30% das causas de infertilidade feminina têm por trás um diagnóstico de endometriose
QUAIS SÃO OS TRATAMENTOS
A má notícia é que ainda não há cura, mas pode ir controlando os sintomas com diferentes tratamentos, apesar de não travarem a evolução da doença. “Quem tem endometriose só se livra dela depois da menopausa ou na gravidez, aí não tem sintomas. De resto, enquanto estiver na idade fértil tem de fazer tratamentos cirúrgicos para tirar os focos que são identificados. Depois, como manutenção, e como é uma doença hormonodependente, temos os tratamentos hormonais. Antes usava-se as pílulas convencionais, mas agora há um tratamento com progesterona sintética. Se me perguntar durante quanto tempo se faz, tenho de responder que é para se ir fazendo”, afirma Fernando Cirurgião. Há ainda o uso de agonistas da GnRH e inibidores de aromatase, mas são terapêuticas agressivas e com muitos efeitos secundários. “Quanto à histerectomia, essa é a última solução a que se recorre, quando a mulher não consegue controlar a dor e já não tem de preservar a fertilidade, aí retira-se o útero e os ovários.”

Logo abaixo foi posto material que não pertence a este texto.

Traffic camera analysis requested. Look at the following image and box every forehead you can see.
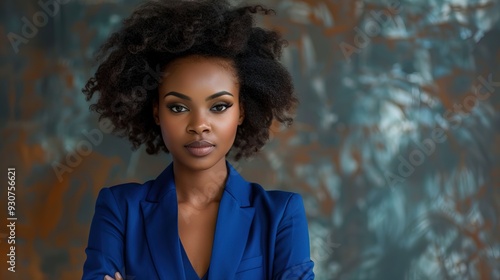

Se suspeita de ter endometriose, contacte o seu ginecologista para qualquer esclarecimento ou despiste, ou procure ajuda na associação portuguesa de apoio às mulheres com endometriose: mulherendo.pt. Não fique em silêncio, porque não é normal sentir dor.
DESCOBERTA TARDIA
Em média, as mulheres descobrem que têm endometriose, cerca de 8-12 anos depois dos primeiros sintomas. “Mesmo que tenham o período aos 12-13 anos, os ciclos menstruais só estabilizam pelos 16, depois andam com dores menstruais e abdominais inespecíficas, fazem tratamentos para a dor, tomam anti-inflamatórios, até que mais tarde na vida acabam por fazer algum estudo e isso pode levar ao diagnóstico. E aí já têm vinte e tal anos”, diz o ginecologista Fernando Cirurgião. Muitas acabam por descobrir que têm endometriose quando tentam aprofundar as razões pelas quais não engravidam.